As has been demonstrated from the original traditions of Lagos which are also referenced to the earliest official records of Lagos history, it becomes clear that it is blatantly erroneous and categorically misleading to even suggest that Benin kingdom founded any part of Lagos. No! Not an “inch” of Lagos was founded by the Benin kingdom or the Bini people.
Furthermore, the present Benin Oba’s snide remark at His Imperial Majesty, the Ooni of Ife, Oba Adeyeye Enitan Ogunwusi (Ojaja II) will not be overlooked. Not only was the remark disrespectful to the person of a permanent Co-chairman of the National Council of Traditional Rulers of Nigeria (NCTRN), a council of which the Benin Oba is merely a member; it is also couched with grave historical fallacy. We demand an unreserved apology for this sacrilegious incivility and blatant insult to the cradle of the Yoruba civilization.
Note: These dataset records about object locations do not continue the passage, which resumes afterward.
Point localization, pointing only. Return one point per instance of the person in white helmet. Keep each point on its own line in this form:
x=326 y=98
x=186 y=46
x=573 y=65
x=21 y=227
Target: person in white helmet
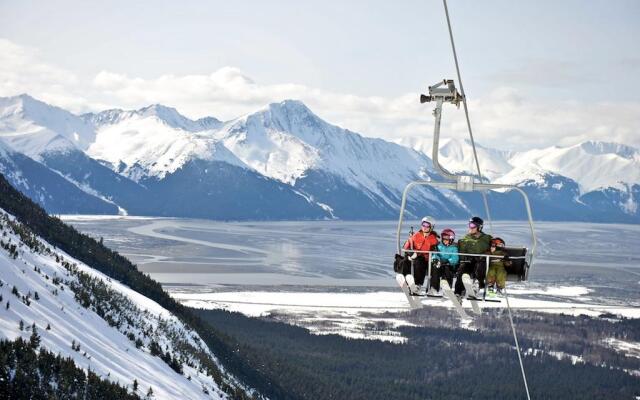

We strongly urge the Benin Oba to, going forward, desist from making statements such as this which are not only false (as have been demonstrated), but also have the potential to stir up irreparable inter-ethnic strife capable of setting Nigeria on the path of irreversible disharmony & potential balkanization; especially as we are all only slowly recovering as a Nation from the ugly discords of the 2023 elections.
We stand firm in our commitment to preserving and promoting the historical truth and call for a respectful acknowledgement of the same by all parties. We also demand a retraction of this fallacious statement from the Benin oba, and we insist on an unreserved apology to all Awori sons, daughters, kith & kin; His Imperial Majesty, the Ooni of Ife; and the Yoruba race as a whole.